Having suicidal thoughts or suicidal behaviour indicates a psychiatric emergency. It can also be a predictor of suicide. No person takes their life out of the blue. It all starts with the thought of getting relief from their pain, distress or suffering. They want to end their pain, not life. As there is still a social stigma about mental health, such an important issue often gets overshadowed in our society, which exaggerates the sufferings of people having suicidal thoughts.
Kaan Pete Roi, the first-ever emotional support and suicide prevention helpline in Bangladesh, is trying to alleviate mental issues like distress, isolation, despair, and suicidal thoughts since 2013. In the past 8 years, they have received more than 31 thousand calls out of which around 30% of calls are suicidal. We have talked to KPR to find out some of the common causes behind suicidal thoughts in Bangladesh and some ways to support people facing such conditions.
Causes of suicidal thoughts
Every person is different and so are their reasons for having suicidal thoughts. Depression is the main risk factor, but there are more things that contribute to this depressed condition and to being suicidal. According to the before pandemic data containing calls over 7 years, which makes two-third of total calls of KPR, the topmost reason for having suicidal thoughts is relationship issues (24.68%). Those who are unhappy in an existing relationship or have ended a close or romantic relationship face the feeling of overwhelming loss, which sometimes leads to suicidal thoughts. 21.97% of total callers before pandemic have mentioned emotional issues and 10.09% of them have narrated their financial and educational difficulties as the causes of being suicidal. Other significant reasons for such a condition as per the KPR's data are- mental and physical illness (10.08%), loneliness (9.07%), domestic violence and abuse (1.6%), and death of someone close (0.45%).
During this pandemic, the causes are more or less the same but the percentage amount for each reason has altered a bit. In the last year, volunteers of Kaan Pete Roi have attended a huge number of calls from people seeking emotional support, making it one-third of the total calls of KPR. The top two causes are still relationship issues (15.81%) and emotional issues (15.51%). The number of people who are having suicidal thoughts due to loneliness has increased significantly. 13.38% of total calls have such feelings during this period. It shows how this pandemic has led many of us to feel alone, unwanted and empty and how it can even generate the thought of ending one's own life. The percentage of callers dealing with suicidal thoughts due to facing domestic violence and abuse and death of a close one has also increased to 2.7% and 0.52% respectively.
How to talk with someone
who is suicidal
Ashik Abdullah, chief of Training and Outreach, Kaan Pete Roi suggested some of the ways to deal with someone who seems to be suicidal.If you suspect a family member or friend to be suicidal, stay with the person and try to listen to what they want to say empathetically. The approach should be in a non-judgemental and non-confrontational way so that they do not feel uncomfortable and shy to share their issues with you. Make sure that you do not compare their problems with others' issues and provide solutions based on this comparison. It can make them feel like their problems are not worthy of sharing, and they can further try to hide their depression causing more harm to themselves. However, you can try to enable the person to seek professional help by reassuringly talking with them and letting them know about the availability of such support.

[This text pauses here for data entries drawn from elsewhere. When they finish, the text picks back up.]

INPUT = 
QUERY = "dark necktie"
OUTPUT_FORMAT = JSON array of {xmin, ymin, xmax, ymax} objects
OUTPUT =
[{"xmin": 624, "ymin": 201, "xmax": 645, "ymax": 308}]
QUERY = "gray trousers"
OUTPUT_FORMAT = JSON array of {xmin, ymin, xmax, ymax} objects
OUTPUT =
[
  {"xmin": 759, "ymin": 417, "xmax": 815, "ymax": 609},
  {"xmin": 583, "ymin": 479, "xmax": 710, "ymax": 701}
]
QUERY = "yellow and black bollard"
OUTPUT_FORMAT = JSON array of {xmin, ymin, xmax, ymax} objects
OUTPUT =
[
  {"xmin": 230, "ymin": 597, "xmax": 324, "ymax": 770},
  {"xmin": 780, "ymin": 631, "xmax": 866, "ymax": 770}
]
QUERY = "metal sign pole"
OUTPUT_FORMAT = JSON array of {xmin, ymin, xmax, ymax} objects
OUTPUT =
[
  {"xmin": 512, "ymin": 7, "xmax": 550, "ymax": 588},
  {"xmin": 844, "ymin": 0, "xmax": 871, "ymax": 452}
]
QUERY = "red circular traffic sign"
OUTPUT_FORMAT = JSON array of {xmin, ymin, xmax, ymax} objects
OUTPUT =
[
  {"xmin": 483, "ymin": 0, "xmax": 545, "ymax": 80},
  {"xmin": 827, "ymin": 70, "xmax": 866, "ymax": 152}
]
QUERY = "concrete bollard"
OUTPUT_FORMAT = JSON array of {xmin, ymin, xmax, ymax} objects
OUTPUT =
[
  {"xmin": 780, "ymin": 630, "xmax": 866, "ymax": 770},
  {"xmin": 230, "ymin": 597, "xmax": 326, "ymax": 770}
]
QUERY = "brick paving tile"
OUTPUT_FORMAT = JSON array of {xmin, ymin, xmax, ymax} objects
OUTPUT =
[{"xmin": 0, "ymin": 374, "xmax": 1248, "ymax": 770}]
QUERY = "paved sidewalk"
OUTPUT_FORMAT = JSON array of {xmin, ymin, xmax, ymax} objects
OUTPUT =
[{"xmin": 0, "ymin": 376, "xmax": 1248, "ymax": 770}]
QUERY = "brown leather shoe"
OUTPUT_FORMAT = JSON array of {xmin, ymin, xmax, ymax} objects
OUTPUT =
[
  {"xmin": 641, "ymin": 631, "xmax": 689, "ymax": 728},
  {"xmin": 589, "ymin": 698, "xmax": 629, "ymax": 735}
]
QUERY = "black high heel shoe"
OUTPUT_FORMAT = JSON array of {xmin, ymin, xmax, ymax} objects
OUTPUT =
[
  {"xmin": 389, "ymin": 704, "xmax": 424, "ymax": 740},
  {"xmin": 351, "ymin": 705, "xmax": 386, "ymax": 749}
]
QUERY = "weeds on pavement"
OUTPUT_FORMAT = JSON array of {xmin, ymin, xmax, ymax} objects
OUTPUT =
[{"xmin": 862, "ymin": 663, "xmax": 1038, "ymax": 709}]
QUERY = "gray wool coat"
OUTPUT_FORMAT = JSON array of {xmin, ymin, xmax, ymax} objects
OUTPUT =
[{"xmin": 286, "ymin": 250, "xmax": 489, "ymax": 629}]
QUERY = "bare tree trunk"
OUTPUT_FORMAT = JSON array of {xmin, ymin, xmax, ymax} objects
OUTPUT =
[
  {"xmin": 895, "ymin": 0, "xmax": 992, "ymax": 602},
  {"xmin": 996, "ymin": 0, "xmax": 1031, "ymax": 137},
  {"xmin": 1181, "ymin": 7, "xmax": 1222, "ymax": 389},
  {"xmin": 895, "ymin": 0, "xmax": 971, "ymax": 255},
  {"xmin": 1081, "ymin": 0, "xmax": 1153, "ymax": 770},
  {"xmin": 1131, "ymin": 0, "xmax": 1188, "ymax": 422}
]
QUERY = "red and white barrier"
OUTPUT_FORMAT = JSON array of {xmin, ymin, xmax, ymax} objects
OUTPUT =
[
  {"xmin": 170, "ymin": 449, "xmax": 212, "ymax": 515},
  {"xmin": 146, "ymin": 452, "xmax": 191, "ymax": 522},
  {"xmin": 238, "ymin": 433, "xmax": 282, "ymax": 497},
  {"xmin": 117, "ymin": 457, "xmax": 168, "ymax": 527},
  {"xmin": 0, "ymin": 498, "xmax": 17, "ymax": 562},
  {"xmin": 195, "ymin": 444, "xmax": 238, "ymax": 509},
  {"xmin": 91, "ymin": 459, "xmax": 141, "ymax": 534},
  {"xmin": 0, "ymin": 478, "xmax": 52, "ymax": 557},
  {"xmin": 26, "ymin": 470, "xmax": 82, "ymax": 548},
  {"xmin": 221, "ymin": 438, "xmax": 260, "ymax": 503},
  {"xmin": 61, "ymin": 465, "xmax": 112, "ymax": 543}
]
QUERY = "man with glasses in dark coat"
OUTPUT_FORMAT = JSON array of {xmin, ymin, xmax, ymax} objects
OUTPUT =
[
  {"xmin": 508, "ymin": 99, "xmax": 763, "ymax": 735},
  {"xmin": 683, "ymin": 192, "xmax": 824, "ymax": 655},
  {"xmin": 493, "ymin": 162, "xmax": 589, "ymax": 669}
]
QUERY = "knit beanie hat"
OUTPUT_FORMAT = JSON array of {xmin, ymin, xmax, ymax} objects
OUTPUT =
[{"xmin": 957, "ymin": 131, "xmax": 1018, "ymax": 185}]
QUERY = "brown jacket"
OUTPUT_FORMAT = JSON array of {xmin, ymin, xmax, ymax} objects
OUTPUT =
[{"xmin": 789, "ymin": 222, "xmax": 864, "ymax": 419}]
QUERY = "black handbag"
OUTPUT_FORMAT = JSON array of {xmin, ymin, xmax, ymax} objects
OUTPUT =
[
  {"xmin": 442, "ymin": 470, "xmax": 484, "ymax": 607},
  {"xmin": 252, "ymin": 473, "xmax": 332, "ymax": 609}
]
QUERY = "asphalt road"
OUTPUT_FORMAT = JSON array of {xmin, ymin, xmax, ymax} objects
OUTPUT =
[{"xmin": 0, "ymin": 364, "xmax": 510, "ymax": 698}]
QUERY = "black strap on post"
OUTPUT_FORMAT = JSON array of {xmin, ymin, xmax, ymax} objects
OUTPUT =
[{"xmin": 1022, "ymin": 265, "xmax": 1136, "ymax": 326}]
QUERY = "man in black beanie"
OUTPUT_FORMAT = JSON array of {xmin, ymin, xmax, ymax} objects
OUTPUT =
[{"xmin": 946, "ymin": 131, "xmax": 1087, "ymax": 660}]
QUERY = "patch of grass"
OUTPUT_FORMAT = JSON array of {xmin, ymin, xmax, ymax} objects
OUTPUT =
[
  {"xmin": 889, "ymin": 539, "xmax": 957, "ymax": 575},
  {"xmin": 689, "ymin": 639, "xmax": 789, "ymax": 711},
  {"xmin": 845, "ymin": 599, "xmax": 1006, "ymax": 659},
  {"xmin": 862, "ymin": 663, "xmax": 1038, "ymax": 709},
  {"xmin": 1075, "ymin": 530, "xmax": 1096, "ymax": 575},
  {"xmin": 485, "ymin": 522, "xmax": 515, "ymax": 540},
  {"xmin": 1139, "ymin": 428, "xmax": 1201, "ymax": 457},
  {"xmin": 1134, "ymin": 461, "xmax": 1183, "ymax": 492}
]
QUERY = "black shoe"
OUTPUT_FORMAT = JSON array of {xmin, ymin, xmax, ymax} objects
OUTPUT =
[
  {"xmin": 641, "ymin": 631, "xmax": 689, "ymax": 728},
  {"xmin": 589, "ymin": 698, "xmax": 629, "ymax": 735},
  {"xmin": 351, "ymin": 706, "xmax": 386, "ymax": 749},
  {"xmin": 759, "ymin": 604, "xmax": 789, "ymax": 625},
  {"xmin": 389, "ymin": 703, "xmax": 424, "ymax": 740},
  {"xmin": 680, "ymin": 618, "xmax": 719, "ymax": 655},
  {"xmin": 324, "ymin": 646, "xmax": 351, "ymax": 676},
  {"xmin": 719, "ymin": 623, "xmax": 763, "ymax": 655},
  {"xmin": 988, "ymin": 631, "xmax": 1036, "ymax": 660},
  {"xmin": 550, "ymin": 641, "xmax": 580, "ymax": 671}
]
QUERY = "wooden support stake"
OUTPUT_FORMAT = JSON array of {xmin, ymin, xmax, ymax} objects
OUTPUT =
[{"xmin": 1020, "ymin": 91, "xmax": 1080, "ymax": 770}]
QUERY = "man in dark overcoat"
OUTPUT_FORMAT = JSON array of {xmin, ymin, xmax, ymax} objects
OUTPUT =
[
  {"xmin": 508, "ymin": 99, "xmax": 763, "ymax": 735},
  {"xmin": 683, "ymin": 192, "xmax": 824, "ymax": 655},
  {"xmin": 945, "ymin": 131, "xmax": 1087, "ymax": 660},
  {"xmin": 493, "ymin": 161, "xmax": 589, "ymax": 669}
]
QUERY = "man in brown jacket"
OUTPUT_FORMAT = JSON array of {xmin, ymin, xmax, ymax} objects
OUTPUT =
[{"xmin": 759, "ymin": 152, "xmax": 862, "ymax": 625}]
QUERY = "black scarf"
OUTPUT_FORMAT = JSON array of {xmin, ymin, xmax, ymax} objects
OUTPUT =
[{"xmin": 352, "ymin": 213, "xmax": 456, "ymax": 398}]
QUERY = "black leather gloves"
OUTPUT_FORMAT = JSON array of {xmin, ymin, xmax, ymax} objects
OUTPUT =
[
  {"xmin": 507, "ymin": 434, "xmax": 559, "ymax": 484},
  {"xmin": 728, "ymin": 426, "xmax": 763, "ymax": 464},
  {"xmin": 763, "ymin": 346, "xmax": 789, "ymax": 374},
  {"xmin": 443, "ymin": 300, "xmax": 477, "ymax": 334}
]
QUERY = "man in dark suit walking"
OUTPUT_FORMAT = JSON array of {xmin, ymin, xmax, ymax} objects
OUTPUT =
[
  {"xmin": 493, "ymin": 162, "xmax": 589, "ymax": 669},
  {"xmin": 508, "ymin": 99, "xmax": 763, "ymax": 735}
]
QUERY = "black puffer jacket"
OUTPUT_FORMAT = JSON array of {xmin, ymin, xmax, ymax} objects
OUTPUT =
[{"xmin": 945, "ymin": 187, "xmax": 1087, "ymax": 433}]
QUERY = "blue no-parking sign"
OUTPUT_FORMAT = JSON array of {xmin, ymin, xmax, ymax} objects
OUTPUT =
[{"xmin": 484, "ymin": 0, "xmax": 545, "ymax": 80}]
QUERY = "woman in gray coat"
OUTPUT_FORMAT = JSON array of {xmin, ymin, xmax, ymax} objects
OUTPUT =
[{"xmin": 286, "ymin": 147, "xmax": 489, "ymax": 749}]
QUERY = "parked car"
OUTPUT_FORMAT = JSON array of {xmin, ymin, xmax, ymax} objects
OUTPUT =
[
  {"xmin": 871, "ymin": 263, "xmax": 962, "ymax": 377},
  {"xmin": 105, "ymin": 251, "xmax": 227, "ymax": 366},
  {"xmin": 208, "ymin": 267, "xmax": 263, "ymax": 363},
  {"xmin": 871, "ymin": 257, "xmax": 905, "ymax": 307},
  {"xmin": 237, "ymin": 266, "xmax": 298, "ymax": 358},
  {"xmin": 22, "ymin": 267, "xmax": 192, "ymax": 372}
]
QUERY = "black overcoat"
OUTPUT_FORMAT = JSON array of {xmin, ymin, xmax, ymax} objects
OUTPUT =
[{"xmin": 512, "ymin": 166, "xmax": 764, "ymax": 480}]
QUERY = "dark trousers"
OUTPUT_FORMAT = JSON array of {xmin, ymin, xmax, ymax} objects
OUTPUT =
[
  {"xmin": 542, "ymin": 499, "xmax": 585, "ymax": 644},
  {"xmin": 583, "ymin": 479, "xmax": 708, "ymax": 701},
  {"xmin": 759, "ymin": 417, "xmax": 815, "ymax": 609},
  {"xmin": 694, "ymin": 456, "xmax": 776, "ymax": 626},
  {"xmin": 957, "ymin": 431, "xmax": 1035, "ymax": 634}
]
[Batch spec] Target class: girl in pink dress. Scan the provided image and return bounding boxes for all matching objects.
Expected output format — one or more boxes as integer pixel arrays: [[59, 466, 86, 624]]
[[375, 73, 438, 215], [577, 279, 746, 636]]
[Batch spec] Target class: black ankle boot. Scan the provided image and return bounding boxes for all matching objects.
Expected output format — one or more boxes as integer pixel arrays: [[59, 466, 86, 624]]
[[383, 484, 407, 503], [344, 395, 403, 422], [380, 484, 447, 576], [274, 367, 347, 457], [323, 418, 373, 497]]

Around one thousand of the total calls of KPR were done by people in extremely critical condition. The trained volunteers handled such vulnerable situations with the training protocols. Listening and showing your support at best is the most appropriate way here, which the KPR volunteers have followed. Note that 50.3% of total callers of KPR were male and 49.7% of them were female in the last 8 years. It shows how people regardless of their gender can feel low, stressed or the urge to end their life. So, assuming that men cannot feel mentally vulnerable at any moment of their life is not correct at all. All kinds of distressed people need assurance and a safe environment to vent out their feelings.
Supporting distressed people during the Covid-19 pandemic
The non-profit organisation Kaan Pete Roi is currently operating 12 hours each day due to the Covid-19 pandemic as it has induced general stress as well as suicidal thoughts more than before. They used to receive 10-12 calls per day before the pandemic, which are now 30-35 calls per day with their doubled working hours. The ultimate target is to reach out to more depressed people and provide them with the emotional support that they need. Besides, we all need to help ourselves and our loved ones who are having a mental breakdown and suicidal thoughts. Help is right here. We just need to find out the best option for us.